Разговаривали мы в королевском шатре. Там стояли два стола, большой прямоугольный, сколоченный из плохо оструганных досок, и маленький, на четырех тонких ножках, на котором лежали два свернутых трубкой пергамента. На пергаментах были записаны выплаты рыцарям. На большом столе стояло несколько серебряных тарелок и кубков. Рядом с ним – четыре стула с высокими резными спинками и один с низкой, но позолоченной. Скорее всего, последний принадлежал королю Стефану. Четыре широкие кровати с тюфяками и подушками были накрыты скомканными, медвежьими шкурами. Те, кто на них спал, явно спешили встать. Возле каждой кровати стола крестовина, на которых висели доспехи: луженые кольчуги, шоссы и бригантины, а на верхушки двух были надеты шлемы со страусиными перьями. Третий шлем был на моем пленнике, а четвертый успел убежать. Один из шлемов был покрыт черным блестящим лаком и имел золотые вставки. Уверен, что королевский. Бригантины состояли из шести пластин, соединенных встык и приклепанных на плотную материю типа бархата. Между двумя кроватями стоял высокий, резной, покрытый красным лаком сундук с толстыми бронзовыми рукоятками по бокам, закрытый на висячий замок.
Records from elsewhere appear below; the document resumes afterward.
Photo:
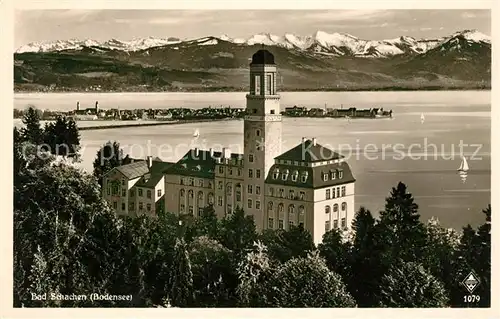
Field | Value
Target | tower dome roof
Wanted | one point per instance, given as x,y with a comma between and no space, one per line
262,57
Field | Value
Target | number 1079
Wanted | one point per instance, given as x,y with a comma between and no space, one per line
471,298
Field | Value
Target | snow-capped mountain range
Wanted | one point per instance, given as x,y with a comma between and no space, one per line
335,44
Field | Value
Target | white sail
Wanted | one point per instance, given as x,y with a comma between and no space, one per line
464,166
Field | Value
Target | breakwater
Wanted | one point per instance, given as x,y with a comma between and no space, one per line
107,127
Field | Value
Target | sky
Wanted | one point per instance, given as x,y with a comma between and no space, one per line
101,25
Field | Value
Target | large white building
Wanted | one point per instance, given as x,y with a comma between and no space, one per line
308,185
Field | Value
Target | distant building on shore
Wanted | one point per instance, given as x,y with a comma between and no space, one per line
309,185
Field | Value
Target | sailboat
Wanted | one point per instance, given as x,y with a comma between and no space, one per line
464,166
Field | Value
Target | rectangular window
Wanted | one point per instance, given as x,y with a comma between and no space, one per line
269,84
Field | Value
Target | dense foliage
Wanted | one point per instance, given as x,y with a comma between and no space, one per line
68,241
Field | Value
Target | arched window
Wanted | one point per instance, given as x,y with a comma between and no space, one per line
302,212
238,192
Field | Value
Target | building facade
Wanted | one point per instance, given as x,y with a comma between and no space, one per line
308,185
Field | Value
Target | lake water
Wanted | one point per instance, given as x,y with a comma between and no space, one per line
374,147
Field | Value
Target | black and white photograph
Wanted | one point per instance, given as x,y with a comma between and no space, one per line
252,158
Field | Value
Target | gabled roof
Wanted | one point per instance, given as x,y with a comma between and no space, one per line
309,151
198,163
133,170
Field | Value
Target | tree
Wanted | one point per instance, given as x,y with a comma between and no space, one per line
237,232
181,288
405,235
474,255
307,282
32,130
284,245
409,285
109,156
440,252
211,268
62,137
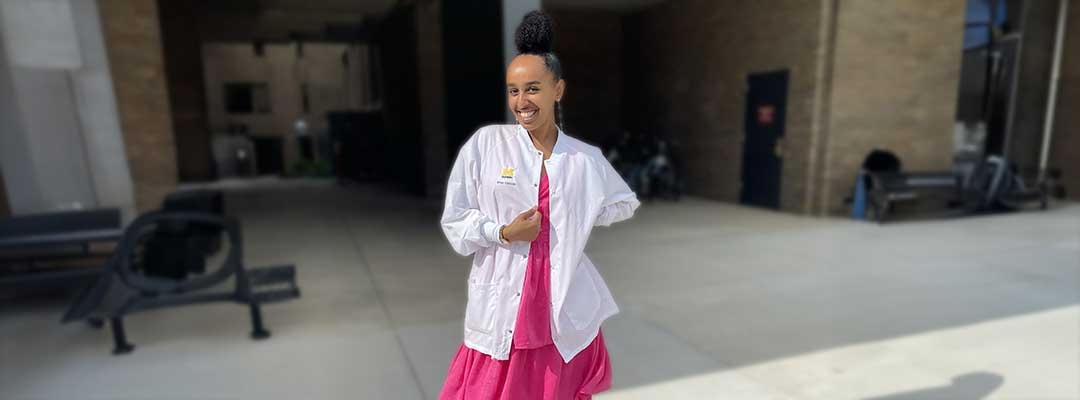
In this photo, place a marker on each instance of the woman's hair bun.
(535, 35)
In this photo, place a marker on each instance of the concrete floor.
(718, 302)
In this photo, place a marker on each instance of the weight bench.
(31, 244)
(891, 187)
(125, 287)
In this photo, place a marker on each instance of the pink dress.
(535, 369)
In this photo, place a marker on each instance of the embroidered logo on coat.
(508, 176)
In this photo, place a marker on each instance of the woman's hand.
(525, 227)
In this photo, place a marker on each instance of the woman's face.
(531, 92)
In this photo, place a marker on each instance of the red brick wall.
(133, 40)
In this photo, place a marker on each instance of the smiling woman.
(523, 199)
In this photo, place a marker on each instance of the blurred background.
(845, 199)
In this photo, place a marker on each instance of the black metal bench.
(887, 188)
(28, 241)
(125, 285)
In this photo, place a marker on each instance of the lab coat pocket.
(582, 301)
(480, 312)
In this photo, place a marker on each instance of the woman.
(523, 199)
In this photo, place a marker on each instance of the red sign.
(766, 115)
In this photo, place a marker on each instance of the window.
(246, 97)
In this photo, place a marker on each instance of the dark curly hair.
(535, 36)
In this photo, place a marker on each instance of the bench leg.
(258, 332)
(119, 338)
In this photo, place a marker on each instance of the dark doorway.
(402, 117)
(269, 156)
(763, 157)
(474, 69)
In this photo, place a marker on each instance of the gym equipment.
(129, 284)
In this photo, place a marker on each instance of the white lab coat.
(496, 177)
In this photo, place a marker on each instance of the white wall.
(62, 144)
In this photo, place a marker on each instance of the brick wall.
(133, 39)
(687, 67)
(589, 43)
(894, 79)
(1066, 135)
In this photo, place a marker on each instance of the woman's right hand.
(525, 227)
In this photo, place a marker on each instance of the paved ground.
(719, 302)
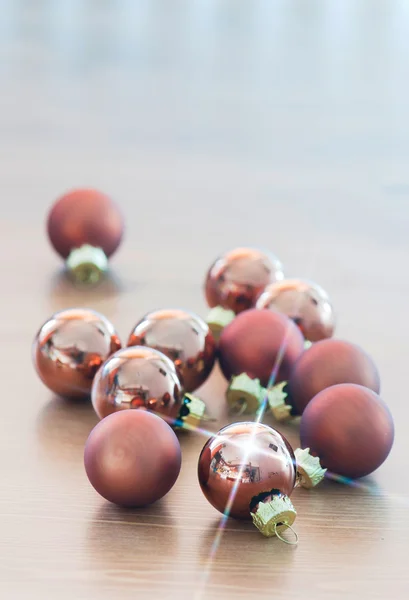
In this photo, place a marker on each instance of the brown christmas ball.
(85, 227)
(306, 303)
(328, 363)
(70, 348)
(184, 337)
(138, 377)
(349, 428)
(132, 458)
(85, 216)
(236, 279)
(247, 470)
(260, 343)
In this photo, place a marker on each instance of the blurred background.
(213, 123)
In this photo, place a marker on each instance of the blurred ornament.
(326, 363)
(184, 337)
(69, 349)
(260, 347)
(349, 428)
(248, 470)
(234, 282)
(306, 303)
(85, 227)
(132, 458)
(141, 377)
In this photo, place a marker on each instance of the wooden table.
(280, 124)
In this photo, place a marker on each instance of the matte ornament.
(261, 343)
(69, 349)
(132, 458)
(309, 470)
(184, 337)
(249, 464)
(139, 377)
(235, 281)
(349, 428)
(327, 363)
(85, 227)
(306, 303)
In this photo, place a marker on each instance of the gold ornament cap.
(191, 412)
(276, 401)
(274, 516)
(244, 395)
(309, 470)
(87, 264)
(218, 318)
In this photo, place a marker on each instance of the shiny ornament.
(141, 377)
(306, 303)
(70, 348)
(349, 428)
(250, 468)
(184, 337)
(235, 281)
(132, 458)
(263, 345)
(85, 227)
(328, 363)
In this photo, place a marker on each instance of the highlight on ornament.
(85, 227)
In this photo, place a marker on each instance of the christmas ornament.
(85, 227)
(69, 349)
(184, 337)
(132, 458)
(234, 282)
(306, 303)
(249, 468)
(326, 363)
(258, 346)
(141, 377)
(349, 428)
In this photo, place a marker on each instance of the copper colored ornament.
(306, 303)
(70, 348)
(184, 337)
(132, 458)
(349, 428)
(235, 281)
(260, 343)
(85, 227)
(141, 377)
(251, 466)
(328, 363)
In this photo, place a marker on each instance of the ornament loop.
(280, 537)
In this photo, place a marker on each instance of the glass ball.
(132, 458)
(252, 456)
(306, 303)
(236, 279)
(184, 337)
(85, 217)
(349, 428)
(69, 349)
(138, 377)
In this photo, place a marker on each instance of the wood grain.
(281, 124)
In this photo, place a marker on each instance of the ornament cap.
(244, 394)
(87, 264)
(276, 400)
(309, 470)
(218, 318)
(191, 412)
(274, 516)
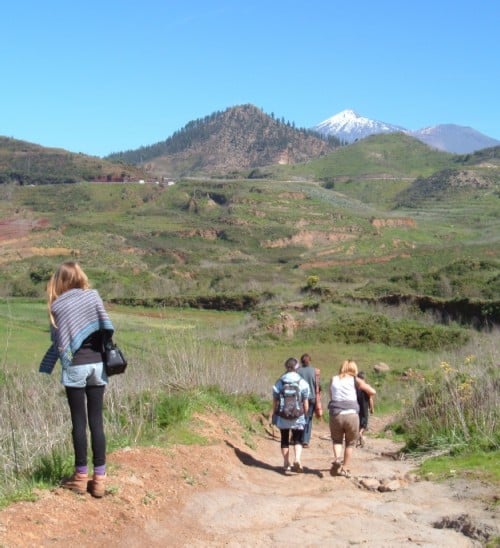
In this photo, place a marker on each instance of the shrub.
(456, 407)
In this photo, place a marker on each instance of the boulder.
(381, 367)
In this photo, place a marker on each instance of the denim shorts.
(80, 376)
– Что в сундуке? – спросил я Мартеля.
– Документы, разная денежная отчетность и казна, – ответил он.
– Много денег? – захотел я узнать.
– Не помню точно, – произнес королевский кравчий.
– Сейчас пересчитаем, – сказал я и достал из ножен кинжал, собираясь сбить замок.
– Не надо, у меня есть ключ, – сказал королевский кравчий.
В сундуке, действительно, сверху лежали свернутые пергаменты. А под ними кожаные мешочки с серебром. На глаз – килограмм семьдесят-восемьдесят. Пересчитывать их придется слишком долго. Заберу без счета. Ведь ни с кем не надо будет делиться. Граф Глостерский отказался от своей доли в поражении, но и в трофеях тоже. Только не в победе. Пора его уведомить, что он выиграл важное сражение.